Le vendredi qui précède un départ en vacances est toujours une journée épique pour ceux qui travaillent. Professionnellement, c’est une ligne de crête entre la volonté d’être parfaitement à jour à la minute d’éteindre son ordinateur et la nécessité de couper court. Physiquement, le corps, avertit par le mental, hybride, change sa source d’approvisionnement en combustible ; de branché à un générateur externe : le travail, il passe en mode circuit fermé, s’alimentant d’une énergie inépuisable : le plaisir. Logistiquement, il y a un tiraillement entre ne penser qu’à la valise sans se soucier de tous les passifs : professionnels, domestiques et chercher une forme de perfection, une préparation à ce point équilibrée qu’elle prévoit tous les détails du voyage sans négliger de laisser derrière soi un bureau vide, une maison à l’équerre.
Cela rappelle une petite phrase, peut-être mémorisée d’un dialogue de film ou fréquentes dans la bouche de proches dubitatifs devant cette frénésie ménagère de dernière minute : « comme ça, oui, c’est bien de faire le ménage pour les cambrioleurs ». Bien peu prospectiviste comme sentence ! L’art des vacances est un avant-pendant-après.
L’imagination et la préparation avant, une jouissance pendant, un bénéfice prolongé, même brièvement, après.

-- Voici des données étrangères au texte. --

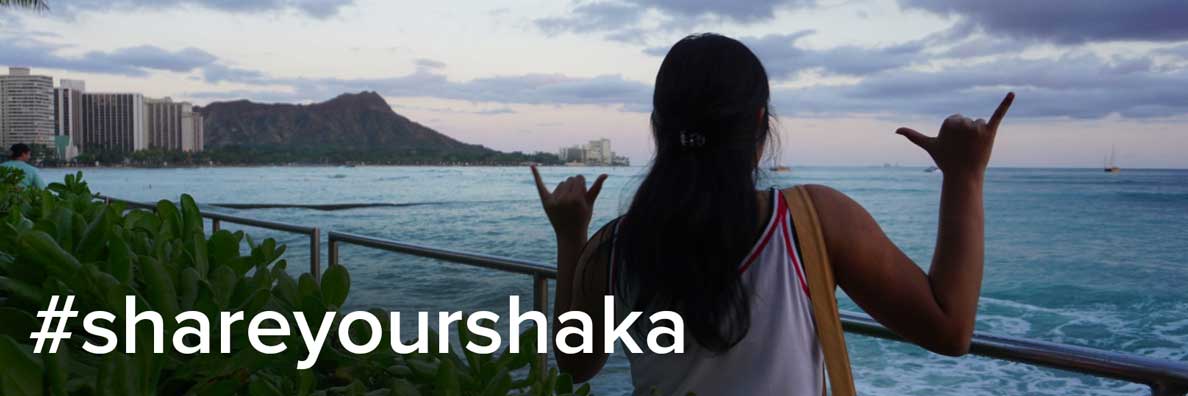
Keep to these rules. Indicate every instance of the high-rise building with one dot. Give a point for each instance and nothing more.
(26, 108)
(572, 154)
(172, 125)
(599, 152)
(68, 117)
(200, 133)
(113, 121)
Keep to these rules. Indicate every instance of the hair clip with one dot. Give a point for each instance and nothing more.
(692, 139)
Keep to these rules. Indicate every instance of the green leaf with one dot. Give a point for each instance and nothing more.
(64, 227)
(564, 384)
(170, 218)
(335, 286)
(263, 388)
(94, 238)
(57, 371)
(188, 288)
(447, 379)
(21, 372)
(18, 324)
(119, 259)
(117, 377)
(191, 218)
(159, 289)
(24, 293)
(222, 284)
(43, 250)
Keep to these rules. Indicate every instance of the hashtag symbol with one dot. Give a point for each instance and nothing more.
(49, 318)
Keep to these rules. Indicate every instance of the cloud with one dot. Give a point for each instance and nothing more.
(133, 61)
(429, 64)
(151, 57)
(623, 19)
(316, 8)
(1069, 22)
(1075, 86)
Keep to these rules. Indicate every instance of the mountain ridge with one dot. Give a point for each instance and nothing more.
(351, 121)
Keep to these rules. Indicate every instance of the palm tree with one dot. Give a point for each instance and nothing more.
(40, 5)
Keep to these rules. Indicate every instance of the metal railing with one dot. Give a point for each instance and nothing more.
(217, 219)
(1164, 377)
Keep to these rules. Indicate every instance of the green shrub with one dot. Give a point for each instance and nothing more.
(64, 242)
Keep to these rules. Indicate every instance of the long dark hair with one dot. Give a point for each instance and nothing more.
(695, 214)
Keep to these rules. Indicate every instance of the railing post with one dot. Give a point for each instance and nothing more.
(332, 251)
(541, 303)
(315, 253)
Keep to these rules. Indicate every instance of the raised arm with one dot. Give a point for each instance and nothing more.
(934, 309)
(569, 208)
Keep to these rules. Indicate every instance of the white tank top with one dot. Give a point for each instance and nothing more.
(779, 353)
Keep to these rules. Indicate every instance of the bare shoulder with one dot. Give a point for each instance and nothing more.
(591, 276)
(842, 219)
(829, 201)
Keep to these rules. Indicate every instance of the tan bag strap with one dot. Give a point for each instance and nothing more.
(819, 274)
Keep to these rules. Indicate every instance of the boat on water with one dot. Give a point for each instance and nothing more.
(1111, 168)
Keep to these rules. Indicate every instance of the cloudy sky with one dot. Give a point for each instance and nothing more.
(541, 74)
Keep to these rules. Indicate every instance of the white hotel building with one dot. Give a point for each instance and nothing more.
(113, 121)
(26, 108)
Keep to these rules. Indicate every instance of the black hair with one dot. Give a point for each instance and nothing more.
(18, 150)
(696, 213)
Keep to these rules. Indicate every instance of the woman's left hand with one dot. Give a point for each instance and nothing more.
(570, 206)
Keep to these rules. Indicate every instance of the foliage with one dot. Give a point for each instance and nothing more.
(63, 242)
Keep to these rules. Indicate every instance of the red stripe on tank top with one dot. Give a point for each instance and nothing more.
(766, 237)
(796, 262)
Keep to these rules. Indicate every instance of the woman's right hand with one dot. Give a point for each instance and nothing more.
(962, 146)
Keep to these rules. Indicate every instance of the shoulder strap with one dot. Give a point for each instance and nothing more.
(821, 290)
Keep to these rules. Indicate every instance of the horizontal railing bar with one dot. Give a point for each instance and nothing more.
(1050, 354)
(228, 218)
(476, 259)
(1136, 369)
(1098, 363)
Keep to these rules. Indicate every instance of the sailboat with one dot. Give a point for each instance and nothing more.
(777, 168)
(1111, 168)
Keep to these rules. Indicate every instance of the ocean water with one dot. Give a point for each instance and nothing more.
(1073, 256)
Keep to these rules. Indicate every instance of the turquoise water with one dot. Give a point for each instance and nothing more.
(1073, 256)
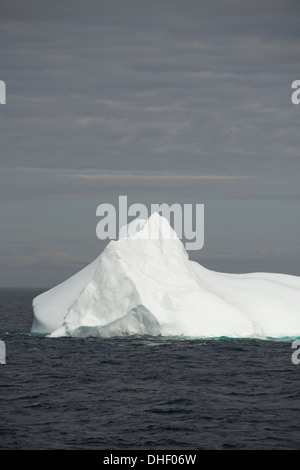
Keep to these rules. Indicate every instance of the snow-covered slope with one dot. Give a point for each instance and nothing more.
(145, 284)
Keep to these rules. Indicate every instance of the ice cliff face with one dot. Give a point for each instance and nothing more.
(145, 284)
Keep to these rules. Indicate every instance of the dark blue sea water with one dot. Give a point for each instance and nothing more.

À quelques éléments près, ces éléments tactiques s’apparentent au scénario érotique idéal ; ils s’en partagent surtout une stratégie générale du plaisir ou encore, à peu de frais comment engranger beaucoup.
La stratégie générale du plaisir demande en amont beaucoup d’anticipation, qui elle-même se nourrit de l’imagination, de l’idée que l’on se fait du futur bon moment à construire. Ce futur bon moment inclut également ses suites : faire fructifier l’acquis du repos et de la détente, créer une épargne à rendement régulier que ne doit pas entamer le retour à la vie réelle, au boulot.
Alors, le vendredi, veille de départ est une veillée d’armes où l’on fait le maximum pour se débarrasser de tous les arriérés professionnels et domestiques qui pourraient nourrir des regrets, voire des remords. L’esprit des vacances doit être léger, concentré sur des contingences d’une nature complètement autre : le meilleur endroit sur la plage, l’endroit sympa où aller boire un verre. Il doit donner tout son sens au mot vagabonder, passer d’une chose à une autre, sans s’y attacher, n’en conserver que l’impression d’aisance, comme d’une femme dont on délace un corset trop serré. On ne fait pas tout cela pour les cambrioleurs, on fait cela justement pour ne pas être dépouillé trop vite au retour.